“Running a successful cake department depends on two things: 1) me interacting with employees in the department, and 2) me interacting with the customer,” says Buddy Valastro, owner of Carlo’s Bakery in Hoboken, N.J.

Carlo’s decorating department spends up to four days making gumpaste flowers for the 25 to 40 wedding cakes it makes per week.

Communication is key with eight full-time employees and two to four interns cranking out 25 to 40 wedding and specialty cakes during the bakery’s busy wedding season, which lasts from the beginning of April to the end of November. Wedding cakes make up 30 percent of the full-line bakery’s sales, with birthday cakes accounting for 40 percent (assorted pastries make up the remaining 30 percent). With 70 percent of sales coming from decorated cakes, Valastro has to run a tight ship.

At the beginning of the week, he and two decorators go through the order slips. He reads the information, one employee tracks the cake sizes and fillings for the production staff and the other notes the gumpaste flowers that will be needed.

Most of Monday through Wednesday is devoted to the production of gumpaste flowers.
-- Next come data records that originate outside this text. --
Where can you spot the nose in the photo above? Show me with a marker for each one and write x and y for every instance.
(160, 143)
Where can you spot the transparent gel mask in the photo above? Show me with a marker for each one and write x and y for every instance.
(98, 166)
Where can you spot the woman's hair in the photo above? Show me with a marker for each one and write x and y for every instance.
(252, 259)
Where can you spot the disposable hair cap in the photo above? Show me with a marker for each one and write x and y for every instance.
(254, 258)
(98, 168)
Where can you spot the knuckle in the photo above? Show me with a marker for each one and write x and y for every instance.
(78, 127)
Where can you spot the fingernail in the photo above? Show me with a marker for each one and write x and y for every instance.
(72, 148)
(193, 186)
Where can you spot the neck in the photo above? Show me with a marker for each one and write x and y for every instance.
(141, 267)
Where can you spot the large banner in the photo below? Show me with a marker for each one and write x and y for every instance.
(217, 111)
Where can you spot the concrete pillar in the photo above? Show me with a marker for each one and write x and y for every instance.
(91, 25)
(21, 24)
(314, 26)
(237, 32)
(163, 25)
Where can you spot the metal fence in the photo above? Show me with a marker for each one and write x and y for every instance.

The amount needed for the week’s cakes determines the number of employees assigned to the task. During a slow week, Valastro may still have his staff make extra flowers for the upcoming weeks. In the busy summer season, four employees work for four days on the flowers. “I always have an arsenal of flowers,” Valastro says. “I always make an extra four or five of each flower because something always seems to happen.”

Working as a team, the staff forms an assembly line for the actual decorating process. Three to four people fill the cakes, two more base ice the cakes with buttercream, two others cover the cakes with fondant and stack them, and then Valastro handles most of the finishing.

“The main reason why the system works is because I’m here and I’m working,” Valastro says. “They’re feeding me, but I meet with the bride and groom, and I know what the couple is looking for. That’s why it’s important for me to be here.”

Valastro meets with about 25 potential wedding cake customers on Saturdays and Sundays. He currently has a three week waiting period for an appointment.

“I do it personally because I feel like the brides really want to connect with me. When you make a personal link with the brides and you feel them out, it makes life easier. Even if there’s a mistake, it’s easier because they have a personal connection with me.”

When meeting with brides, Valastro first finds out the type of design the bride wants, and then he starts talking about the price. He also isn’t afraid to up the price if he feels the bride may be too much trouble or if the cake she wants is too labor-intensive, especially for busy weekends. “A lot of times you end up selling the same cake because you know that your team can knock it out quickly, and it’s a good cake,” Valastro says. “At the end of the day, I’m here to make money.”